About Toby Considine
I am an integrator of the un-integratable, with a long perspective on diverse technologies and systems. I work on the cusp of deep technology and organizational behavior.
I work as an infrastructure analyst, an in-house consulting resource to the Facilities Services group at the University of North Carolina occasionally advise building owners and engineering companies on business strategies. I am a participant in several industry-led international groups defining the interactions between the enterprise, capital assets, building systems, and the power grid. My perspective on these is guided not only by years of practical experience in information technology, but also by long ago academic work in synapses and brain organization; I often see connections where others do not.
Since the midnight phone call certifying that the University’s cogeneration plant was working and therefore the Y2K push was over, my focus has shifted to technology surfaces and standards to interact with engineered systems. The day I read the SOAP v0.9 draft that spring, I was certain that web services would be the surface between the engineered process and those who would interact with it. It is a rare week that this approach does not show me some new potential benefit.
I am co-chair of the OASIS oBIX Technical Committee. oBIX is an unencumbered web service designed to interface between building systems and e-business. I am active in many allied efforts, including the National Building Information Standard (NBIMS) for the design and construction of buildings and the GridWise Architectural Committee’s plans for the transacted open power grid. I am co-champion of the FIATECH Information Technology Roadmap Element 5 (“The Intelligent Self Maintaining, Self Repairing Facility”)
The years at UNC have given me a deeper understanding of the problems and opportunities in capital asset design, construction, and operation than moist in IT. I have been faculty member of APPA’s Institute for Facilities Management. I wrote the UNC Campus Standard for Imaging and Document Management in the early 90’s. I was for some time manager of systems and procedures, aligning business processes and technology.
Before coming to the university, I developed enterprise systems for technology companies (DEC), apparel companies (Reebok), manufacturing plants (Ionics), architectural firms (The Architect’s Collaborative), and media companies old (The Brockton Enterprise) and new (CityNet).

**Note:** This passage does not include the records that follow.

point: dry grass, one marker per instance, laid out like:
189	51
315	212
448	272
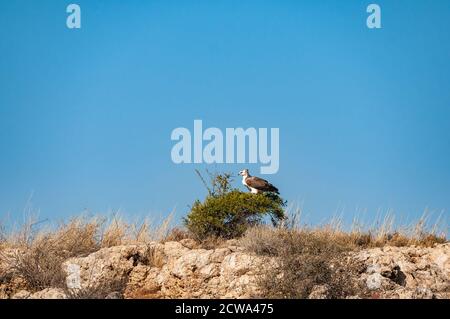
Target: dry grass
306	256
38	254
309	257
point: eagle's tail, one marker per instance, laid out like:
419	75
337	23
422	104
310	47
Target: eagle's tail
273	189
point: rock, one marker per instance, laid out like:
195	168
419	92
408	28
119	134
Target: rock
22	294
106	265
407	272
319	292
49	293
114	295
374	281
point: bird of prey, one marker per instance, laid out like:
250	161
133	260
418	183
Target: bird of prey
255	184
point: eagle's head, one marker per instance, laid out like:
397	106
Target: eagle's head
244	173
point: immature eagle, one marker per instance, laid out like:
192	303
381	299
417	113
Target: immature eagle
255	184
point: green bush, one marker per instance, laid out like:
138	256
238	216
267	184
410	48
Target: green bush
228	212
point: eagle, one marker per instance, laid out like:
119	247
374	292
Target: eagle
255	184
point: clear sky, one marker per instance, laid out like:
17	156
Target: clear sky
86	115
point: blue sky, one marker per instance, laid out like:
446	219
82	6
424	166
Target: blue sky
86	115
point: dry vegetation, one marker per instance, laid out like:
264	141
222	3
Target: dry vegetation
307	257
311	257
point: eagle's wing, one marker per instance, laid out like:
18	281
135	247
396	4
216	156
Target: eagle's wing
260	184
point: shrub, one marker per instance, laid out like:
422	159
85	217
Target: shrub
229	212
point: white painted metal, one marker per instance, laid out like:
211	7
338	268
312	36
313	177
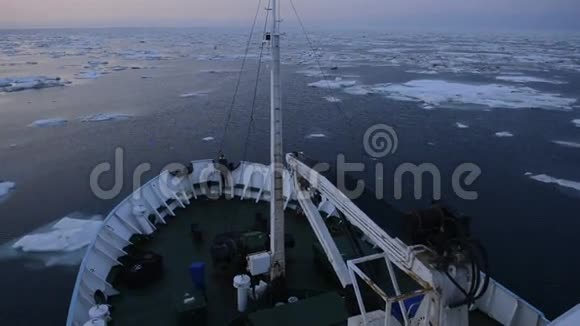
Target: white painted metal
277	248
242	284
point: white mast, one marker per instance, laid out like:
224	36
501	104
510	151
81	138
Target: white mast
278	267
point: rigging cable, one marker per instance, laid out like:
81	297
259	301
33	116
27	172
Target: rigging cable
229	114
251	123
324	75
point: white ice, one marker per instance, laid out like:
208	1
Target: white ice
423	72
319	135
106	117
566	143
333	84
440	92
529	79
44	123
560	182
15	84
5	188
195	94
503	134
311	72
332	99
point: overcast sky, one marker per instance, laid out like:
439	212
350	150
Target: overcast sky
503	14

Through it all was the excitement of getting information out of a small operational niche and sharing it with the wider business. Integrating manufacturing with purchasing and then sales, in what we did not yet call ERP, and optimizing warehouse operations for truck deliveries always involved putting a surface on a process, and letting the whole business interact with that surface. This fostered a natural and intuitive progression to today’s web services and service oriented architectures.
And thus my fascination with maturing the processes behind those surfaces into autonomous agents. I believe in entrepreneurial markets, and those agents will be competing in those markets. Proper surfaces will enable competition on raw performance, and that competition will drive innovation in ways I cannot now imagine.